I have an old friend who’s dying. We called him “The Fool.” He was hysterically funny and would do anything for a laugh. We partied hard together for a while but we haven’t been close in a long time. It still sucks though. Alcohol ruined him and his liver has failed. He’s comatose and will die any day. What a waste. I feel like he never really lived.
Don’t get me wrong, I had a blast drinking at first. Parties, concerts, boozy trips. I really did have fun. But it turned on me. I loved it too much, too frequently. In the sober part of my life, I’ve done some profoundly cool things. I’ve had children, been (and stayed) married to one beautiful woman. I’ve started businesses, made a bunch of friends, and helped some people. I’ve traveled the nation with my family, bought a boat, and had lots of fun. But best of all, I did it sober. I remember everything, with little or no drama. No getting arrested, no drunk driving, no inebriated arguments, no impropriety, no hangovers, no crazy bar/mini bar tabs, no shame. Just easy wholesome fun. I also try to be a force for good in the world. I add to the woodpile. I give a damn about others. This disease of self removes the ability to genuinely care about anyone else. Recovery gives it back.

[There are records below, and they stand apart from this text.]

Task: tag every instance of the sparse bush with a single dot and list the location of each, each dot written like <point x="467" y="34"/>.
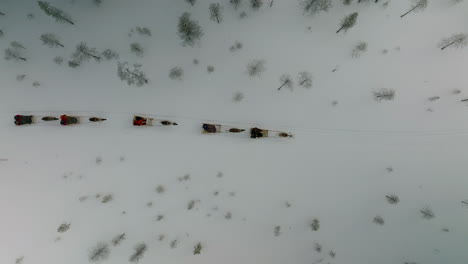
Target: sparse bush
<point x="140" y="250"/>
<point x="277" y="231"/>
<point x="238" y="96"/>
<point x="384" y="94"/>
<point x="315" y="224"/>
<point x="118" y="239"/>
<point x="378" y="220"/>
<point x="197" y="248"/>
<point x="100" y="252"/>
<point x="427" y="213"/>
<point x="58" y="60"/>
<point x="392" y="199"/>
<point x="63" y="227"/>
<point x="255" y="67"/>
<point x="360" y="48"/>
<point x="107" y="198"/>
<point x="176" y="73"/>
<point x="137" y="49"/>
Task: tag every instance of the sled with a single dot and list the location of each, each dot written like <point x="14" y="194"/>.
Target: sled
<point x="264" y="133"/>
<point x="217" y="128"/>
<point x="31" y="119"/>
<point x="151" y="121"/>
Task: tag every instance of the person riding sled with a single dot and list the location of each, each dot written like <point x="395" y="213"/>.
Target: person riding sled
<point x="23" y="120"/>
<point x="68" y="120"/>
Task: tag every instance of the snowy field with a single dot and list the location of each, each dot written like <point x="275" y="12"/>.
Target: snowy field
<point x="321" y="197"/>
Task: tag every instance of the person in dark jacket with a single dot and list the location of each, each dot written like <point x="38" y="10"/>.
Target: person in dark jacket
<point x="23" y="120"/>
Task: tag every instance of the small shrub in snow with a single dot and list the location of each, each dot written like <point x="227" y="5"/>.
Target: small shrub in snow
<point x="255" y="67"/>
<point x="140" y="250"/>
<point x="360" y="48"/>
<point x="197" y="248"/>
<point x="118" y="239"/>
<point x="176" y="73"/>
<point x="384" y="94"/>
<point x="427" y="213"/>
<point x="348" y="22"/>
<point x="100" y="252"/>
<point x="378" y="220"/>
<point x="392" y="199"/>
<point x="63" y="227"/>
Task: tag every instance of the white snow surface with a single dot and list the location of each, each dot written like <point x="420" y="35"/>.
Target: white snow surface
<point x="334" y="170"/>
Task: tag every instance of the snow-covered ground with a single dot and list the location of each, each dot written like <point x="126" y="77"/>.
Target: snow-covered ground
<point x="343" y="161"/>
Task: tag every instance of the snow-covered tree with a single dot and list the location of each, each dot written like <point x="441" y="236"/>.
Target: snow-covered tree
<point x="192" y="2"/>
<point x="17" y="45"/>
<point x="83" y="52"/>
<point x="58" y="14"/>
<point x="100" y="252"/>
<point x="189" y="30"/>
<point x="287" y="81"/>
<point x="109" y="54"/>
<point x="143" y="31"/>
<point x="256" y="4"/>
<point x="459" y="40"/>
<point x="140" y="250"/>
<point x="255" y="67"/>
<point x="348" y="22"/>
<point x="50" y="40"/>
<point x="304" y="79"/>
<point x="384" y="94"/>
<point x="176" y="73"/>
<point x="313" y="7"/>
<point x="131" y="75"/>
<point x="136" y="48"/>
<point x="235" y="3"/>
<point x="14" y="54"/>
<point x="418" y="5"/>
<point x="216" y="12"/>
<point x="360" y="48"/>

My Grandpa was a drunk. He ruined his and his family’s lives the entire time he spent on this earth. He convinced himself he wasn’t an alcoholic because he only drank beer. All-day long, every day. He alienated his daughter (my Mom) and everyone who cared about him. At one point, when I was a teen, he tried to improve his relationship with me. We didn’t have one, but he did try. He had married well and gotten a place by a lake and a boat. He said, “We’re going to fish and I’ll teach you to waterski!” We drove to Texas (against my Mom’s better judgment) and watched my Grandpa drink Old Milwaukee in his double-wide every day for most of a week, then we left. Aside from one very short fishing excursion (with a cooler full of beers), he just sat and drank every day. Everything else, including us, simply impeded his ability to drink. We left early and I swore I was never going to be like that. Yeah, right.
Grandpa eventually died of alcohol-related diabetes, alone. In the hospital, they had cut off at least one of his feet and there was no one there to hold his hand. Alcoholics tend to push away everyone who loves them, and then drink because they’re lonely. That’s what my Grandpa did.
When I was about 33 or 34 I became pretty convinced that my fate was sealed. In a trailer, alone except for maybe a dog, I would die an alcoholic death like Grandpa. That really didn’t sound too bad, in fact, the thought provided some relief. At least I wouldn’t have to keep trying and failing. Life’s pretty cheap when you hate yourself.
My wife and higher power had different ideas, thankfully. They intervened (with the help of Al-Anon and a professional interventionist) and I was struck sober. Not immediately, bumpy starts are pretty common, but sooner than I ever could have imagined. Why I got to stay sober is by the grace of my higher power (who I call God) and by continuing to do what works. I just keep doing it. Kinda like how I drank. I am profoundly grateful for this life, and this gift of recovery. I hope to share it with as many people who suffer as I am able.
Never forgetting my Grandpa and my friend never had the chance.